Est-il possible de renverser cette vision manipulée?
Quand je pose la question aux historiens, ils me répondent: il faudrait que la Grande-Bretagne ait été envahie et occupée pendant quatre ou cinq ans. Plus sérieusement, l’Europe était attirante pour les Britanniques dans les années 1970 et 1980, quand l’économie y était bien plus performante que la leur. Cela s’est inversé depuis l’introduction de l’euro. Donnez-nous cinq ans de croissance à 3 % dans la zone euro et vous verrez qu’on redécouvrira les mérites de l’Europe.
Si les travaillistes gagnent les élections de mai, le danger de Brexit est-il évacué?
Ed Miliband ne reviendra pas sur sa position de ne pas organiser de référendum. C’est son seul faible crédit au sein de la communauté des affaires.

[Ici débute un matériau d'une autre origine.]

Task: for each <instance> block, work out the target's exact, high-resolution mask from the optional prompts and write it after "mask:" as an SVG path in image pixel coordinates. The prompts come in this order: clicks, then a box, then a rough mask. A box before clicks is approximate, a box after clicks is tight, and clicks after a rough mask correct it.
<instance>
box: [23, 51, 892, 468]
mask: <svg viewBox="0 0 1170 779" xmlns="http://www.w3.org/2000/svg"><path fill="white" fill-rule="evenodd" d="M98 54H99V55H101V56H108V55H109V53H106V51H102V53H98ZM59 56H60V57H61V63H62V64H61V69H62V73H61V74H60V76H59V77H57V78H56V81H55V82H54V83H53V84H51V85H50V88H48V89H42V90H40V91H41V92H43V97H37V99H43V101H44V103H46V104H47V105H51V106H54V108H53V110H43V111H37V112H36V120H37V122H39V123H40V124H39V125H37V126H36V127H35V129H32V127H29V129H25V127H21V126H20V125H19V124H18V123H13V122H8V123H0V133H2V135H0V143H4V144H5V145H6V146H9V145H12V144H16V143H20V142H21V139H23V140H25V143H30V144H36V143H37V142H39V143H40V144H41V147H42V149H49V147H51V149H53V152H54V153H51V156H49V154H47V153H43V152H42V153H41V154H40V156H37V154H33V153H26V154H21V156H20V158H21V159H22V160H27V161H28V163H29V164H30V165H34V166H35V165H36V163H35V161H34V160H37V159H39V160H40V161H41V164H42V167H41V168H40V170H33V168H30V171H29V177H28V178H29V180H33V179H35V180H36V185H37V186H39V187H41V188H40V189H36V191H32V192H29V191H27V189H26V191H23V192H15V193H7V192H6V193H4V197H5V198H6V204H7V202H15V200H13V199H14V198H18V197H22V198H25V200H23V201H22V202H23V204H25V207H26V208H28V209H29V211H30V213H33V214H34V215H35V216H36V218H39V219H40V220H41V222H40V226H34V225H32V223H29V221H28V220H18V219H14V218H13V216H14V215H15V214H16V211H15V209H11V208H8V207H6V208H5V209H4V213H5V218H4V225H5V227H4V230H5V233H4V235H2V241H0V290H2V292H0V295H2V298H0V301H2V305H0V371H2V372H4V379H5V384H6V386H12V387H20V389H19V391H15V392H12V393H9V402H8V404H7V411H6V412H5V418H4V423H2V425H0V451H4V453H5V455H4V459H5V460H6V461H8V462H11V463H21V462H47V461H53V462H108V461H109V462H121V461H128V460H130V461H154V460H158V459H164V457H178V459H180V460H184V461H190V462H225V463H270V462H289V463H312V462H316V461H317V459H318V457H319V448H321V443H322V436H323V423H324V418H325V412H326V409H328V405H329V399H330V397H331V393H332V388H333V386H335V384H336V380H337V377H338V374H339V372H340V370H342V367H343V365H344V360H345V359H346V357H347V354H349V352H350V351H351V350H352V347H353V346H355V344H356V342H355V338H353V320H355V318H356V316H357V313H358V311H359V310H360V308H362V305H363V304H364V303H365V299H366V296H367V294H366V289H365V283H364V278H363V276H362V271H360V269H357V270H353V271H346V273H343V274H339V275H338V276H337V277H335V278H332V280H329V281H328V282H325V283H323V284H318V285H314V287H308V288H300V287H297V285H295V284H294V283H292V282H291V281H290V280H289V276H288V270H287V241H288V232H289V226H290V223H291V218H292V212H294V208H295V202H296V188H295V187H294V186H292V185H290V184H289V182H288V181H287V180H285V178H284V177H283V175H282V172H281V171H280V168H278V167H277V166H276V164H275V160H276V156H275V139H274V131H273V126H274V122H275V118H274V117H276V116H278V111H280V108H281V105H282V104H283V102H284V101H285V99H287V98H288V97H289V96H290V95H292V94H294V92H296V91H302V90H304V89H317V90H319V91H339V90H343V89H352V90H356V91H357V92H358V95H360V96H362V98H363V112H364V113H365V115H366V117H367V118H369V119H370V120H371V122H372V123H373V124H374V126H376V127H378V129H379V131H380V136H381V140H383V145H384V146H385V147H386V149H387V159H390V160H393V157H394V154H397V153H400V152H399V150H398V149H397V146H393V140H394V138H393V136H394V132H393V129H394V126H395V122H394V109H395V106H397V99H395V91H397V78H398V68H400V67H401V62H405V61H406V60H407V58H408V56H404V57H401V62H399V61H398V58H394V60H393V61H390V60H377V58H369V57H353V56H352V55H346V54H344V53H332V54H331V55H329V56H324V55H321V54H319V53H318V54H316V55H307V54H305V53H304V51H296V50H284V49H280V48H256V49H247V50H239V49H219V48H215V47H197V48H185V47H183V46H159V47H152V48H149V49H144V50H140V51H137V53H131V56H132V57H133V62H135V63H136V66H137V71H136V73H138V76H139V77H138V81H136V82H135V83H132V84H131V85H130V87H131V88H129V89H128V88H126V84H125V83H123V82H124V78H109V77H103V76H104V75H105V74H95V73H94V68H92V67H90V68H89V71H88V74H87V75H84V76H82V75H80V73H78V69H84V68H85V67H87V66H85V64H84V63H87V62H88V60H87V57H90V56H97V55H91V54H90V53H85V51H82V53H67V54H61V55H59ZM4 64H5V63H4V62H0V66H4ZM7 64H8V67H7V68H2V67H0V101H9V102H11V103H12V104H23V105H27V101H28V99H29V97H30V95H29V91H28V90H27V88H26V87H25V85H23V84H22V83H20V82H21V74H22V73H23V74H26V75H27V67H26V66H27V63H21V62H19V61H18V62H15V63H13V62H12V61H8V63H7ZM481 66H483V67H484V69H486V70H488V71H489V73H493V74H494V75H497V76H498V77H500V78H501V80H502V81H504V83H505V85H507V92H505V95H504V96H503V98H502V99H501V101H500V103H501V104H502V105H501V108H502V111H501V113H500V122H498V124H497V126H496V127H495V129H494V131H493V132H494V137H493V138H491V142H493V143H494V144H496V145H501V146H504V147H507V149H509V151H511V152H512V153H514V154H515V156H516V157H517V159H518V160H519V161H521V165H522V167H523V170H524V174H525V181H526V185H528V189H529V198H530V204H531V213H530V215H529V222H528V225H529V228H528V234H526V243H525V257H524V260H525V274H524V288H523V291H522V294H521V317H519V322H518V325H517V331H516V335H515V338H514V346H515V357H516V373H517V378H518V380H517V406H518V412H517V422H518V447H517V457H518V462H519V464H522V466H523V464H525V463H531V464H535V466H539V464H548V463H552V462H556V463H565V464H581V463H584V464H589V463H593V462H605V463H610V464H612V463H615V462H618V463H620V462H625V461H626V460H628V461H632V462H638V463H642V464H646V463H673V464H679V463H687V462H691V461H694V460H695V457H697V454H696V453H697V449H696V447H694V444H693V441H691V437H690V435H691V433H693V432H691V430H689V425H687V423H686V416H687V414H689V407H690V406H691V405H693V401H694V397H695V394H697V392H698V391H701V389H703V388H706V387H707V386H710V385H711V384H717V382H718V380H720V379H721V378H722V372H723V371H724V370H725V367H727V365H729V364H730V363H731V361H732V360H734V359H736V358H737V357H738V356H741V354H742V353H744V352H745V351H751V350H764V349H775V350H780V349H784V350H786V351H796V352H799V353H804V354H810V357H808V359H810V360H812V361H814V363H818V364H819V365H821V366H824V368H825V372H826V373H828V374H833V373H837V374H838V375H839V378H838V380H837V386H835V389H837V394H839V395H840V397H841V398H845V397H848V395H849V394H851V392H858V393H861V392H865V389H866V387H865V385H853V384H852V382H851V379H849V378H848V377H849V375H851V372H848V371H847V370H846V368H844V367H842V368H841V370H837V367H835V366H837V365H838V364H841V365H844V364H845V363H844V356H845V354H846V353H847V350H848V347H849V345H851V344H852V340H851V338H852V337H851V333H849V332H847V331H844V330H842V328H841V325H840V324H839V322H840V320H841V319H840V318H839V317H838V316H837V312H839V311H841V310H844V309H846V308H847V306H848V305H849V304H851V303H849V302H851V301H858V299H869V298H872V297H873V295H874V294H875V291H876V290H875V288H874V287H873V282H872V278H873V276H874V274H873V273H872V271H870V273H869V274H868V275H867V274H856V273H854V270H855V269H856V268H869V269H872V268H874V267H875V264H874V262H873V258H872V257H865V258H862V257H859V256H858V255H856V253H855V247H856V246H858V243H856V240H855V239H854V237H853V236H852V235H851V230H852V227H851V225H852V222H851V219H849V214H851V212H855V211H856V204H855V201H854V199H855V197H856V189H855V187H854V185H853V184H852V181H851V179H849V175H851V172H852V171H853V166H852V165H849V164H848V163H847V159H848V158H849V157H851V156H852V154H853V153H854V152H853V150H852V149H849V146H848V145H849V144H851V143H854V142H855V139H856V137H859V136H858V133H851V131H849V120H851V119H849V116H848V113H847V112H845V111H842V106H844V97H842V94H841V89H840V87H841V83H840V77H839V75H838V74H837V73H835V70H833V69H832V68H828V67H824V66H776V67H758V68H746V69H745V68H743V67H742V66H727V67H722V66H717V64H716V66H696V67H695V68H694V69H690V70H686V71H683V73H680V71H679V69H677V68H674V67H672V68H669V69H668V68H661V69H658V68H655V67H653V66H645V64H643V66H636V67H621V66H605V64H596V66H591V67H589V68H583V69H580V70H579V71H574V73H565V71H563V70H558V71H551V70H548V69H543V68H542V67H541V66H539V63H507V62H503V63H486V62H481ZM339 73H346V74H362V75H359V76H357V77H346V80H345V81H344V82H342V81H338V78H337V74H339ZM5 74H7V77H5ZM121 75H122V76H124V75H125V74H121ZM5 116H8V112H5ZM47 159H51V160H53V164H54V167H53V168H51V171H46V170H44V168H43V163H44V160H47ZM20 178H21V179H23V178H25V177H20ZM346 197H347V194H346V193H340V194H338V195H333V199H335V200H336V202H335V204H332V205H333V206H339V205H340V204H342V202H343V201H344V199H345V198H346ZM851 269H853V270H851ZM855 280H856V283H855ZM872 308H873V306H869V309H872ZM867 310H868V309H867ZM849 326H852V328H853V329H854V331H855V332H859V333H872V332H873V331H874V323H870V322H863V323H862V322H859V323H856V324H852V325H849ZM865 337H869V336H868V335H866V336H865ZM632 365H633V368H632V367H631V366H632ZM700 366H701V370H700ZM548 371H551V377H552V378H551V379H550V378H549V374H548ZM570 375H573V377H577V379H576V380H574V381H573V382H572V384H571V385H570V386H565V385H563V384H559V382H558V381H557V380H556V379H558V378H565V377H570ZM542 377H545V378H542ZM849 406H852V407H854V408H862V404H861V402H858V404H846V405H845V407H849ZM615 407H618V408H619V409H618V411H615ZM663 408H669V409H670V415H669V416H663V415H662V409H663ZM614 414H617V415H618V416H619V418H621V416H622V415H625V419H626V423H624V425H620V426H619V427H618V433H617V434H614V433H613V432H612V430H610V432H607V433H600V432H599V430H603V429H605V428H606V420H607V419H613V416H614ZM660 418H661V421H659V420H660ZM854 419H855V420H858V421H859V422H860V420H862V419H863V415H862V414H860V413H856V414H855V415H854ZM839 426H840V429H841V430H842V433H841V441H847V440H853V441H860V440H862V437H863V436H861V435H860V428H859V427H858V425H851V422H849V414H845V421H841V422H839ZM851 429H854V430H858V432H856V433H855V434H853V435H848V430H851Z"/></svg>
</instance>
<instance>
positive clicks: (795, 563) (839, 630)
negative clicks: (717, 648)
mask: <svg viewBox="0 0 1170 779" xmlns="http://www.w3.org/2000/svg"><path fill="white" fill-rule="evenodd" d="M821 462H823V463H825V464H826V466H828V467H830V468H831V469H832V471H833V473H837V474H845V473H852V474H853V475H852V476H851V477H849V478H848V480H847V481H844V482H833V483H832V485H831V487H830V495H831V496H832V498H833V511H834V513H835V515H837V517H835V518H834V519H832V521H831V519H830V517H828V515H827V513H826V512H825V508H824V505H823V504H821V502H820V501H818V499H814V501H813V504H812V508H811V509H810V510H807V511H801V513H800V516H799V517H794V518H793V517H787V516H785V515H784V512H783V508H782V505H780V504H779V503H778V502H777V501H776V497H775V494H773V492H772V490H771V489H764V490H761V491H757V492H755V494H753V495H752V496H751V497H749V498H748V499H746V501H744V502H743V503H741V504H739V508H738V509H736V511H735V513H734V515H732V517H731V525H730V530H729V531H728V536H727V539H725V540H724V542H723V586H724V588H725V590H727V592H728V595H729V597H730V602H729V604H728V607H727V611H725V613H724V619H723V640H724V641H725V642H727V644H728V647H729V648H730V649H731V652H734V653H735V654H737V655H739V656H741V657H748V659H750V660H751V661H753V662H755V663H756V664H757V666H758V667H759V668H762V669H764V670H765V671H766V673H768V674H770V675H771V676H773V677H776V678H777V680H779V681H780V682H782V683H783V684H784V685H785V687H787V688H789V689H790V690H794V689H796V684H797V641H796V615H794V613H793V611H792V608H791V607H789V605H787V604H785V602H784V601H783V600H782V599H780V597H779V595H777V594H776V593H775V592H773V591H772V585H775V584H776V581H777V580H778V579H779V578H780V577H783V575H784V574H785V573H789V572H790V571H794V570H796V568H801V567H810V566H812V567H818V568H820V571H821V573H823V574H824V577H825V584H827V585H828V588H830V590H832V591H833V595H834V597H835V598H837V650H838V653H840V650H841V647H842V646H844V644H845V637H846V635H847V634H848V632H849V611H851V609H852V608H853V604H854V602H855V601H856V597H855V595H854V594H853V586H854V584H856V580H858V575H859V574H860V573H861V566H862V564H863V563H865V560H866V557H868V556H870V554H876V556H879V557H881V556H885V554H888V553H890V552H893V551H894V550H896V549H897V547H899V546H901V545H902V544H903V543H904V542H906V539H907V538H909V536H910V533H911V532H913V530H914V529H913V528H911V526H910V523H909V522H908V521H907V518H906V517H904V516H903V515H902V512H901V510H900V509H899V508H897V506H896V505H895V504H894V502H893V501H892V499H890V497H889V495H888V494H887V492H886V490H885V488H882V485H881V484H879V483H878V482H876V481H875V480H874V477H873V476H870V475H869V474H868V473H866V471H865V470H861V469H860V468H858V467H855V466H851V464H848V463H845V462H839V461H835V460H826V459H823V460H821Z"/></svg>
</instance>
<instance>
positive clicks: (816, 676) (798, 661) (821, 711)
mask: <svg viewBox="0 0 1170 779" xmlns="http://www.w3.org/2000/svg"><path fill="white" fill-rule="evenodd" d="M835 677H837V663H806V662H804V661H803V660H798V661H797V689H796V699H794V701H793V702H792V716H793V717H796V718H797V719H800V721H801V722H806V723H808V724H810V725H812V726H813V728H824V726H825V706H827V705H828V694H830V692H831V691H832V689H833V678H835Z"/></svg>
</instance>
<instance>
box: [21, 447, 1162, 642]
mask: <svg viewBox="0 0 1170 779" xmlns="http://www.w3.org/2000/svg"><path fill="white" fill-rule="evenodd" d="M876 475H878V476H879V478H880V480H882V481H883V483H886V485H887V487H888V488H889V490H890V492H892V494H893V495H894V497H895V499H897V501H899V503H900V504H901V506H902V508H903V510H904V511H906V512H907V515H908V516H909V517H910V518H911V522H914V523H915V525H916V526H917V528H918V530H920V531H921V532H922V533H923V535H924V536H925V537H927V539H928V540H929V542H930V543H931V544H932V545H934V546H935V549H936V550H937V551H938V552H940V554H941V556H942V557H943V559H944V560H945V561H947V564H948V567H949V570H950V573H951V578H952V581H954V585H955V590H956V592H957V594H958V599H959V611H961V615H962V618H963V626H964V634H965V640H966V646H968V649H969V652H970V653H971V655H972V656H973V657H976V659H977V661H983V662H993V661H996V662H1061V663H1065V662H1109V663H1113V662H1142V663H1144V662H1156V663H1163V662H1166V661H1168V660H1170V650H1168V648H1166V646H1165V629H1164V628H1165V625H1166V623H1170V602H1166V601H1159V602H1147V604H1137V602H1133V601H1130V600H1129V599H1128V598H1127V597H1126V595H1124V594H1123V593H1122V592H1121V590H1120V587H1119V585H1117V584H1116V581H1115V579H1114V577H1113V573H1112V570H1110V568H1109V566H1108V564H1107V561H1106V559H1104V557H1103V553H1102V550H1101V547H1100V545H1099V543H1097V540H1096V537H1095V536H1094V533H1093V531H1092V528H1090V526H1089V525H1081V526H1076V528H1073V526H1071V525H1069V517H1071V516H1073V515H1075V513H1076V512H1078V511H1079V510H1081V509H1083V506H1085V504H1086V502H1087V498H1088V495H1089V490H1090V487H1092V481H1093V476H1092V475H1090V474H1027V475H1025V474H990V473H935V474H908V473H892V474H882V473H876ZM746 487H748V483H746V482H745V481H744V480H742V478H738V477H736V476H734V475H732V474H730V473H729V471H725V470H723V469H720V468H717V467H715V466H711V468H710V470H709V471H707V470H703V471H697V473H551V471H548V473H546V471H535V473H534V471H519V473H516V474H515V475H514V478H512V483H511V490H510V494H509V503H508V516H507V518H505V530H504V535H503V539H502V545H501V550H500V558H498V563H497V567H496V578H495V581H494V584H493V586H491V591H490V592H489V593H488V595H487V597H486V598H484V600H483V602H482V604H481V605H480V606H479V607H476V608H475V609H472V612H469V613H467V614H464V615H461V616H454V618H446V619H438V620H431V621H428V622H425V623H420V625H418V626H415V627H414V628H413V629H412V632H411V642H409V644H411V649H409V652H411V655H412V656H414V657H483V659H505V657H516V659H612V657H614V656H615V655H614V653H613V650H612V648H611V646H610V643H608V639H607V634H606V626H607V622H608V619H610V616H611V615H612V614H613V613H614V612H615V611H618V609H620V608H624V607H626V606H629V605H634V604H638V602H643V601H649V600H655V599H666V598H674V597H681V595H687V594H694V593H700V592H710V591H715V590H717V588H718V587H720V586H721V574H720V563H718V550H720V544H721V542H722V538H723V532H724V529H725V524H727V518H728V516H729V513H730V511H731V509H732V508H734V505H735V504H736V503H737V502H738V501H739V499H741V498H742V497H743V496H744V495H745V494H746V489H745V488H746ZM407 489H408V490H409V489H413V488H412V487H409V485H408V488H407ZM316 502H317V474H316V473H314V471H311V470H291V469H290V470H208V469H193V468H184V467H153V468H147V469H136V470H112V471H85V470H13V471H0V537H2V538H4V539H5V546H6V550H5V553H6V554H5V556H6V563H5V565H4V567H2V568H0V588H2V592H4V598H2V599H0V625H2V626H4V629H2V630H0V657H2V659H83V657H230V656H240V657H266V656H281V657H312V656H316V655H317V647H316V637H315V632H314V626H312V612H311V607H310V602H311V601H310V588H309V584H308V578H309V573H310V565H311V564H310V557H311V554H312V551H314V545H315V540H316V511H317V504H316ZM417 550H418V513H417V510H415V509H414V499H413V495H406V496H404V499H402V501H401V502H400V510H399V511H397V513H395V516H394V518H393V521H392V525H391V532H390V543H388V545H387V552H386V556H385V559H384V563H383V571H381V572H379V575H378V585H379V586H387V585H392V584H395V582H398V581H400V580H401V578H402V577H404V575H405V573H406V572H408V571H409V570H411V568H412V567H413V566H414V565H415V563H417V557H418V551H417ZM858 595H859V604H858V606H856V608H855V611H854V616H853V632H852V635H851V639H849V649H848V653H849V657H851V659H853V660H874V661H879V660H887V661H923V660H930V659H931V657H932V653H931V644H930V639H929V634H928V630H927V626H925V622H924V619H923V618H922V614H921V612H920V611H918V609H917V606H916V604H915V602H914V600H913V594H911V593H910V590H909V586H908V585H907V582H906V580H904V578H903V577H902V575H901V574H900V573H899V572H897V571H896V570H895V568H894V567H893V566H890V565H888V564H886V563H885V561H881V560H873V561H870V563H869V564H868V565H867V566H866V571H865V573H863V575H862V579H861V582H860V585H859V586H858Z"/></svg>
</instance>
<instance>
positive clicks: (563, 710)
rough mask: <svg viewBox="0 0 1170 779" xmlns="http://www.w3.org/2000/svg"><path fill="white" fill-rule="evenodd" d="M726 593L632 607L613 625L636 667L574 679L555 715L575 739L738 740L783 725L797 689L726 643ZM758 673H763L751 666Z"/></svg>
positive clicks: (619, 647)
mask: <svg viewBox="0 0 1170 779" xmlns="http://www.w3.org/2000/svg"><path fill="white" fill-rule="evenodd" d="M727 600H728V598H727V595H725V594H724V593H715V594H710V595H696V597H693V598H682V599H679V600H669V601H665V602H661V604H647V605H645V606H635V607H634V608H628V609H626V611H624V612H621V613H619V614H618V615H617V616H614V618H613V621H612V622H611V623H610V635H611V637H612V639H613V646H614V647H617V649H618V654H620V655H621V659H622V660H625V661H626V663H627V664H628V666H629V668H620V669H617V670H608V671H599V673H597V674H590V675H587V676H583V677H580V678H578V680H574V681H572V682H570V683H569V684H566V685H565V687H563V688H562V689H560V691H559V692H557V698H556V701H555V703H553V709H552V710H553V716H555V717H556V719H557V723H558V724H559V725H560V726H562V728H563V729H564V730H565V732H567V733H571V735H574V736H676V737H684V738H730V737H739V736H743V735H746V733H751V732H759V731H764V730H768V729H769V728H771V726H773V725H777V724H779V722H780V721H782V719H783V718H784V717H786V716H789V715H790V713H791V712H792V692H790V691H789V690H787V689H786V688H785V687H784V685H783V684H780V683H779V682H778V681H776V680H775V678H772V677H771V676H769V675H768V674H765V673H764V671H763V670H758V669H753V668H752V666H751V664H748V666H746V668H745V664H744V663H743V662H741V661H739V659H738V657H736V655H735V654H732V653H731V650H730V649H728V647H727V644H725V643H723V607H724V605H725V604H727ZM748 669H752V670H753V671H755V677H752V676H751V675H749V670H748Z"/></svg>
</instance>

Si les conservateurs perdent, on peut imaginer deux scénarios. Soit ils opèrent une quasi-fusion avec l’Ukip, avec un eurosceptique invétéré comme Boris Johnson à leur tête – et la question restera au centre de la vie politique. Soit ils comprennent que leurs campagnes antieuropéennes depuis vingt ans ne les ont pas servis sur le plan électoral et entreprennent un aggiornamento.
Au fond, serait-ce une telle catastrophe si le Royaume-Uni quittait l’Europe?
Oui. Nous sommes le pont entre le capitalisme mondial et l’Union européenne à travers la City, qui perdrait toute son influence hors de l’UE. Le pays perdrait son accès privilégié au marché unique, qui représente la moitié de son commerce extérieur. Hors de l’UE, le Royaume-Uni n’aurait plus aucun poids face aux États-Unis ou à la Chine. Pour l’Europe, cela créerait un précédent risqué. Marine Le Pen aurait tous les arguments pour réclamer un référendum en France. Après le Brexit, suivrait le Frexit.